解体した家から沢山の物を窃盗しています!

携帯ではなくiPodで撮ったため画質が悪いです(T_T)

許せません!拡散して下さい!

場所は熊本 益城町です。


なぜ警察に通報するのではなく「拡散して下さい」なのか。それに応じて拡散してしまう人が大勢いるのか。多くの疑問を抱くべきツイートです。ここで紹介されている画像は、全く異なる時期の動画のキャプチャでした。なお、元の動画でさえ、それが「窃盗」であるかどうかの裏は取れていません。別動画からあえてキャプチャをとることから、意図的な流言化であると思われます。


  • 「熊本県災害情報」を名乗る悪質デマアカウント

【悪質】「熊/本/県/災/害/情/報」を名乗るデマアカウントがデマ垂れ流し中。潰すべし!(スパブロ手順添付有り)

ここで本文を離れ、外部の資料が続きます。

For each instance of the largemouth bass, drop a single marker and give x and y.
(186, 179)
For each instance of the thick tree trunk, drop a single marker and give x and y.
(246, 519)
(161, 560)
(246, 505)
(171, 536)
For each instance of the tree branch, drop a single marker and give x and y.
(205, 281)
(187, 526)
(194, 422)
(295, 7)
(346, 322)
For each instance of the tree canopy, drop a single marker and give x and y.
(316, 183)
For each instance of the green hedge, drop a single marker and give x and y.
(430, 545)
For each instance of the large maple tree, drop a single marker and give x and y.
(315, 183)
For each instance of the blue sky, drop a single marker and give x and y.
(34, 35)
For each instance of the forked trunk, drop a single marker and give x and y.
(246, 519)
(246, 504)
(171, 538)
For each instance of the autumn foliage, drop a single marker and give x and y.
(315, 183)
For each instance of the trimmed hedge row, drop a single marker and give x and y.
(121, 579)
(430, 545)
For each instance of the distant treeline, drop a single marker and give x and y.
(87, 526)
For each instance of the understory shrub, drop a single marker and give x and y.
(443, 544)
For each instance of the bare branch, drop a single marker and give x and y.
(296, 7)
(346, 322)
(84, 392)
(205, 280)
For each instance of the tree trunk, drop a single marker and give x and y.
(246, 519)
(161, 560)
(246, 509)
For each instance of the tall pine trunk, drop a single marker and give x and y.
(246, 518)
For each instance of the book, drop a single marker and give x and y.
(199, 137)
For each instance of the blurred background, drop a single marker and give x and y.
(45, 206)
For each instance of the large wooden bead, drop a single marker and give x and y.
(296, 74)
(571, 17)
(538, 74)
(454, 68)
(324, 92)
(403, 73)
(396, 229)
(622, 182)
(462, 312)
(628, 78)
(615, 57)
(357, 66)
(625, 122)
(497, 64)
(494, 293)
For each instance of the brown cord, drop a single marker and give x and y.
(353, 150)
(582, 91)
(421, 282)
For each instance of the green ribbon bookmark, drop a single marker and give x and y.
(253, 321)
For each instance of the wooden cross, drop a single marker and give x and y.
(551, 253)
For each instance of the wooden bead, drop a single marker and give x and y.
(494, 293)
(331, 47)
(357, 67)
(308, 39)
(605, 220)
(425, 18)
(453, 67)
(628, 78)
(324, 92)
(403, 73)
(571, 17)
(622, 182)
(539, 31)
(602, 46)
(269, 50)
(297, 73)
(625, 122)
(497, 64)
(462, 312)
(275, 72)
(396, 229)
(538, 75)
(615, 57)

大津波警報が発令されている」といった流言の他、「先ほど入った情報によりますと北朝鮮からミサイルが発射された模様です」「中国人が略奪を繰り返しているぞ!」といった投稿に加え、煽りや差別的言動を繰り返していました。現在はアカウントが凍結されています。


  • 地元で拡散された流言

4月27日の読売新聞朝刊では、地元で拡散された流言として、「2時間以内に大きな地震がまた来る」「国道の代替ルートが開通した」「某物資集積場に行けば何でももらい放題」といった内容のものが取り上げられていました。発災時、地域によって拡散される流言の種類が異なることは東日本大震災時でもそうでした。例えば佐賀新聞は、「ネットのデマ拡散防止」という記事で、「佐賀でも震度7の地震が起こる」という流言が拡散したことを取り上げていました。その地域の人々にとって、より重要なテーマの流言が拡散されるという現象は、東日本大震災でも確認された現象です(拙著『夜の経済学』参照)。今はその拡散に、SNSやメール、メッセンジャーアプリなどが利用されやすいという変化も加わっているわけです。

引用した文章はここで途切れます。